Gem-quality synthetics can be distinguished only with the right equipment. The GJEPC helped establish the Diamond Detection and Resource Centre, housed in BDB, which offers a quick testing service to identify synthetic diamonds. “With 10 machines available, it also trains operators,” said Mehta.

“Today, enough devices are paired with skilled operators, so the machines are achieving better throughput,” he added. “In 2014, when we started, the machines cost €70,000–80,000. Now they are Rs3–4 lakh. The testing machines now can handle not just loose stones but also stones set in jewellery.”

You are responsible

“Each of us has to change our buying behaviour,” said Sachin Jain, president, Forevermark India, a De Beers subsidiary, the third speaker. “You have got to have complete confidence in your suppliers. Today’s technology will give you accurate answers.”

“If you are the point of sale,” agreed Ray, “you are responsible legally, you have to do due diligence.
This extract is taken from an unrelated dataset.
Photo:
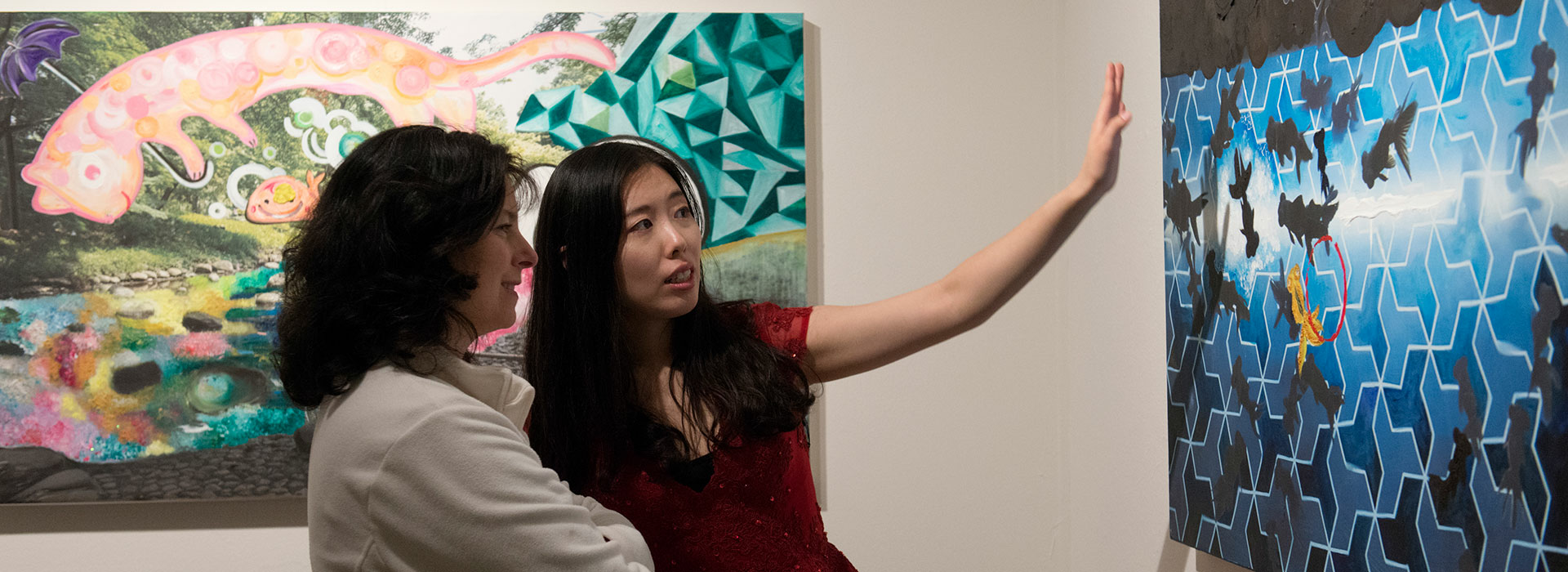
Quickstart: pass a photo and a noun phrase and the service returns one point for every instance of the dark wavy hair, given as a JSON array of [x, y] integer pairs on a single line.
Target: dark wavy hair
[[369, 273], [590, 414]]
You cannot outsource your responsibility to your supplier.”

“Deal only with people you trust,” said Mehta. “Minimise the risk of contaminated goods entering the pipeline. Adopt the standardised declaration recommended by the World Federation of Diamond Bourses [WFDB] to affirm that all the invoiced diamonds are natural and untreated.” The WFDB recommends a 30-day window after which a buyer can be assumed to have conducted independent testing.

“Maintain KYC/KYS records,” Mehta added. “In some customer complaints received by BDB, there was no proper billing or documentation. In such cases it is not possible to take action.”

The gift of trust

“For us the most important moment is when a customer walks into a store,” said Jain. “A father looking for bangles for his daughter’s wedding, a couple selecting an engagement ring. We can take so much inspiration from our business.”
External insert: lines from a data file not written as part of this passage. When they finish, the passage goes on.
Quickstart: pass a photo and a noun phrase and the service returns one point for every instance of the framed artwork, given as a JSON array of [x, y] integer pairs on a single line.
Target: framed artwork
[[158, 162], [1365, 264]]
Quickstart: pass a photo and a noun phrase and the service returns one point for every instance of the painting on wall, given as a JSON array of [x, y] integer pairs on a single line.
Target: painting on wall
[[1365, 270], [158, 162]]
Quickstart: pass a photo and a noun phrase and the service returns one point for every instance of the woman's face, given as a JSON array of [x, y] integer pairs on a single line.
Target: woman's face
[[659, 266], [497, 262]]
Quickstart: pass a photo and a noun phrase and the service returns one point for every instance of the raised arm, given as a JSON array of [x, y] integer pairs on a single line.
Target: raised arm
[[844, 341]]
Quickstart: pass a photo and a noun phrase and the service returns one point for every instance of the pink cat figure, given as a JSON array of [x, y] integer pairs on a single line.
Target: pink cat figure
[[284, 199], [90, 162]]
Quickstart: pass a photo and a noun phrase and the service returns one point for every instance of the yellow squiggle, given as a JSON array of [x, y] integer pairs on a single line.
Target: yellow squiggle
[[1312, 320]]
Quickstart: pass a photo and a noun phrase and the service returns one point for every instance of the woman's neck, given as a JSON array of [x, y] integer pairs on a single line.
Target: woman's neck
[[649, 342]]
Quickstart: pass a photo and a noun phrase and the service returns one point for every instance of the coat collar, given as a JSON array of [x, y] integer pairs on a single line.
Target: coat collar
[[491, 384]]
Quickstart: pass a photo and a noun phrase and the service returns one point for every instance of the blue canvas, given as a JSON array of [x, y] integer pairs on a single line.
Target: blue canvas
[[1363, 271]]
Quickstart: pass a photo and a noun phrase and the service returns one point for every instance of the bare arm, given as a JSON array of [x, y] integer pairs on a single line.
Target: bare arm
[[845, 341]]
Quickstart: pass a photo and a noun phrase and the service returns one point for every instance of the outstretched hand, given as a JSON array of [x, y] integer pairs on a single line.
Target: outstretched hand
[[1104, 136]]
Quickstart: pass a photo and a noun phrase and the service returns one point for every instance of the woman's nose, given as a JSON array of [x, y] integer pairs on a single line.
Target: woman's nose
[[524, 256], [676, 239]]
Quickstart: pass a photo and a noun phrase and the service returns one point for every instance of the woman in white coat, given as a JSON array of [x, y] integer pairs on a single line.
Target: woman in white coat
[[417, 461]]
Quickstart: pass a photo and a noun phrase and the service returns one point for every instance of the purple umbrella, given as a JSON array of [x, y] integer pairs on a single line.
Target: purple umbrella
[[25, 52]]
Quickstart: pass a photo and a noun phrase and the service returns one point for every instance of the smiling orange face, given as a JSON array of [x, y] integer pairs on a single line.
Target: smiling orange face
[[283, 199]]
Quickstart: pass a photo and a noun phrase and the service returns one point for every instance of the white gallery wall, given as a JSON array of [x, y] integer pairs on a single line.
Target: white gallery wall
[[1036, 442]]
And from the product. “Diamonds are gifts of Mother Nature. They are miraculous, precious, finite and have enduring value. From De Beers’ standpoint, sustaining consumer confidence in diamonds is the foundation of our business. If that gets shaken, it’s the end.”

“Our research shows that 79 per cent of US consumers say that knowing that their diamonds are responsibly sourced is important to them,” said Vikram Merchant, director, India Representative Office, Rio Tinto, in the final presentation. “Ninety-two per cent of Chinese consumers say that knowing their diamonds’ country of origin is important. Seventy-four per cent of Indian consumers say that knowing their diamonds’ mine of origin is important.” Clearly, undisclosed mixing is a major risk.

Major miner moves

“De Beers anticipated that synthetics would play a larger role in the market,” said Jain. “Forevermark was one of our answers. Every Forevermark diamond is strictly evaluated and certified, and the best companies in the world use them.” Every Forevermark diamond of 10 points and up carries a unique inscription. Customers value this certainty.
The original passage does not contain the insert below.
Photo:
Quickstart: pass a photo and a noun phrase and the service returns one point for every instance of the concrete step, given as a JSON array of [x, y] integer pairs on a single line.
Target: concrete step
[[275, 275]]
“At Rio Tinto we manage the diamond production from our Argyle mine in Australia and Diavik mine in Canada in separate product streams,” said Merchant. “We have a proprietary chain-of-custody system with independent auditors, traceability and segregation of diamonds from mine to marketplace. We track the gems throughout the manufacturing process so that you, the retailer, have a sense of assurance. You, in turn, can convey this assurance to your customers.”


Tracking each stone is a complex task. “For the production from our Australian mine alone,” said Merchant, “we have a supply chain of 520 diamond and 27 jewellery manufacturing units.” Since the chain-of-custody programme was launched in July 2016, 2 million carats of rough have gone through the system. “Each diamond comes with an Australian diamond certificate of authenticity,” said Merchant. “The consumer can buy with confidence, and wear with pride.”

The work doesn’t stop there. “We also prepare marketing materials to support retailers,” said Merchant. “We have a whole raft of devices for in-store marketing and visual merchandising. We use digital media, websites and social media to promote this initiative.”

“We are not saying that synthetic stones cannot be allowed,” said Mehta, “but there has to be clear differentiation” — in everybody’s interest.